Quand deux ministres bissau-guinéens s’affrontent, sur fond de scandale migratoire…
C’est une de ces situations exceptionnelles dont la Guinée-Bissau a le secret : Mamadou Baldé, le ministre de la Justice, avait ordonné le 24 décembre 2013 l’arrestation de son collègue de l’Intérieur, Antonio Suca Intchama (photo), mis en cause par une commission d’enquête dans l’affaire dite des 74 réfugiés syriens. Et pourtant, un mois plus tard, ce dernier est toujours à son poste. Il a même trouvé le moyen de contre-attaquer en portant plainte, le 7 janvier, contre le procureur Abdu Mane. Il l’accuse d’avoir violé le secret de l’instruction afin de provoquer son implication dans cette affaire.
Le 10 décembre, 74 Syriens ne possédant pas les visas nécessaires avaient été embarqués de Bissau vers Lisbonne à bord d’un vol de la compagnie aérienne portuguaise TAP. “Le ministre de l’Intérieur est un colonel de l’armée de l’air, explique un expert des questions bissau-guinéennes. Comme vous le savez, ici c’est l’armée qui détient réellement le pouvoir. Elle ne laissera jamais tomber un des siens.”

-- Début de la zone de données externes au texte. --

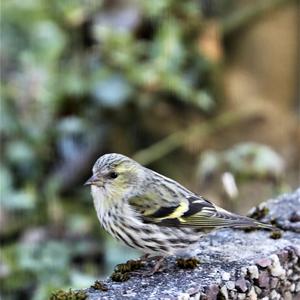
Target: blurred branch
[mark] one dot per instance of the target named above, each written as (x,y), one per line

En attendant l’issue incertaine de ce bras de fer entre le ministre de l’Intérieur et celui de la Justice, l’enquête a au moins permis de retracer l’itinéraire des migrants. Fuyant la guerre dans leur pays, ils étaient arrivés au Maroc en passant par la Turquie, où ils se sont procuré de faux passeports. Puis ils sont arrivés par petits groupes à Bissau par des vols réguliers de la Royal Air Maroc munis de visas de transit. “Ils ont attendu de se regrouper avant de décider de poursuivre jusqu’au Portugal, soutient une source guinéenne. Cette affaire révèle l’existence d’un réseau de passeurs qui compte dans ses rangs des diplomates, des businessmen et des policiers.”